All time references are in CEST
Smart surveys: Measurement, data processing and data integration 1
| Dr Peter Lugtig (Utrecht University)
Professor Barry Schouten (Statistics Netherlands)
|Tuesday 18 July, 11:00 - 12:30
It is well known that surveys have trouble measuring certain topics that are of great interest to social and behavioral scientists.
In recent years several approaches have been proposed to extend or integrate surveys with innovative data collection methods that aim to solve some of the inherent shortcomings of self-reports asked through surveys. One approach is to start with a survey, and then within the survey try to link or collect additional data. Smartphone apps and wearable devices in particular offer a promising way to collect data through a camera, microphone, motion, or location sensors that can be integrated within an app. Another approach is to collect smart survey data to integrate survey data with external sensory, factual or behavioral data after data collection. This can for example be done by linking self-report data from surveys about income to register data from governmental records.
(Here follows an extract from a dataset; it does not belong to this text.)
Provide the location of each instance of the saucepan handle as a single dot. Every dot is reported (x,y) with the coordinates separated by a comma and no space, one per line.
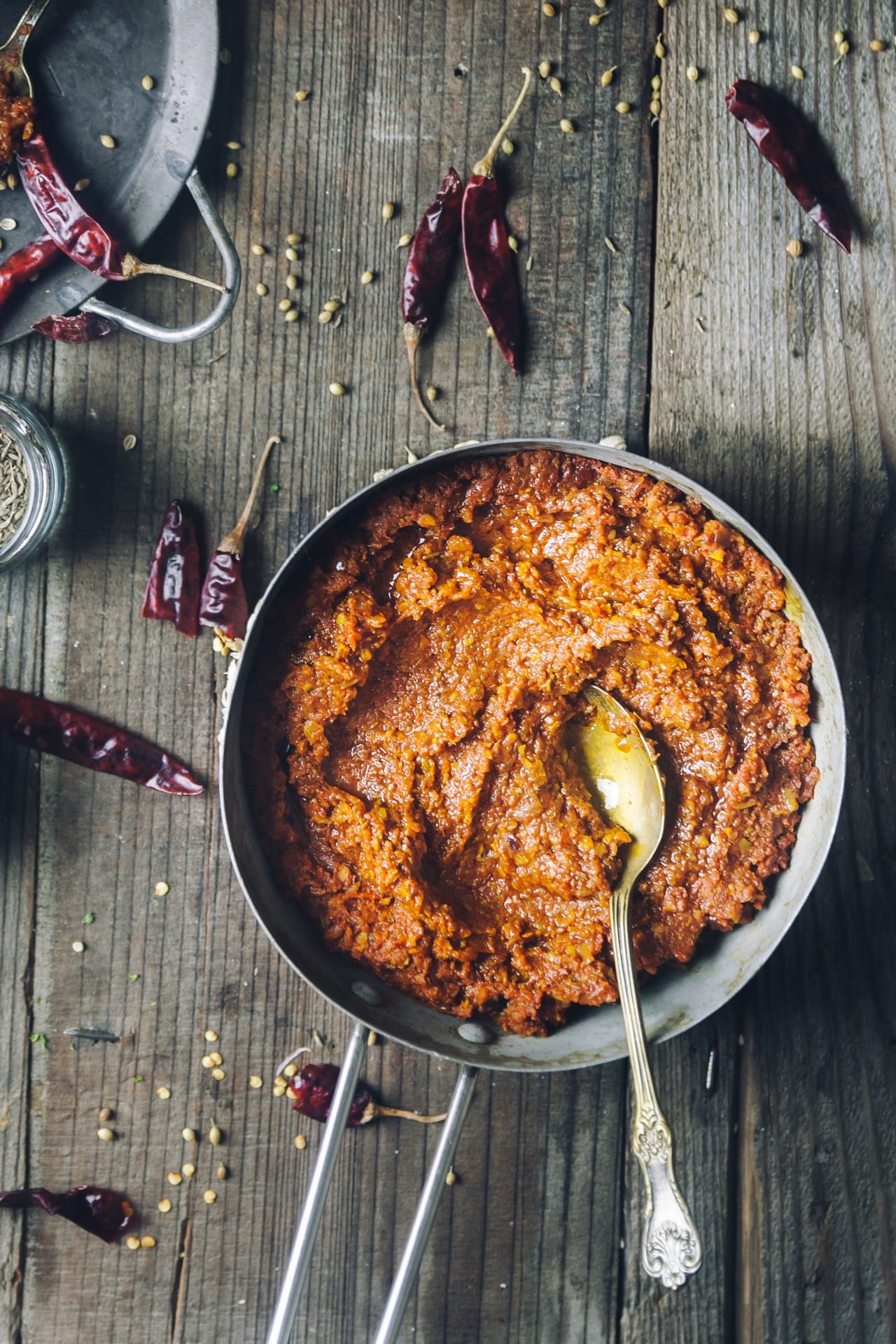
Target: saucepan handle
(425,1217)
(232,274)
(300,1256)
Or by asking respondents to donate data on for example their Google history data, or whatsapp call history. Here data are collected separately in surveys and other ways, and only compared and integrated during data analysis.
We are inviting abstracts for a session focusing on the measurement, data processing and data integration of surveys. Papers can focus on, but are not limited to, one or more of the following themes:
- Examples of measurement in smart surveys using smartphone apps, where data are integrated during data collection.
- Examples of measurement in smart surveys, where survey data and external data are integrated after data collection.
- Assessment of data quality using data from multiple sources (surveys and other data sources).
- Methods to integrate or fuse survey data with other data with the goal to improve measurement
- The effects of data integration on timeliness, costs and/or precision of survey estimates.
- The role of the respondent.
Mr Oriol J. Bosch (The London School of Economics) - Presenting Author
Dr Melanie Revilla (IBEI)
Professor Patrick Sturgis (The London School of Economics)
Professor Jouni Kuha (The London School of Economics)
Measuring what people do online is crucial across all areas of social science research. Although self-reports are still the main instrument to measure online behaviours, there is evidence to doubt about their validity. Consequently, researchers are increasingly relying on digital trace data to measure online phenomena, assuming that it will lead to higher quality statistics. Recent evidence, nonetheless, suggests that digital trace data is also affected by measurement errors, questioning its gold standard status. Therefore, it is essential to understand the size of the measurement errors in digital trace data, and when it might be best to use each data source.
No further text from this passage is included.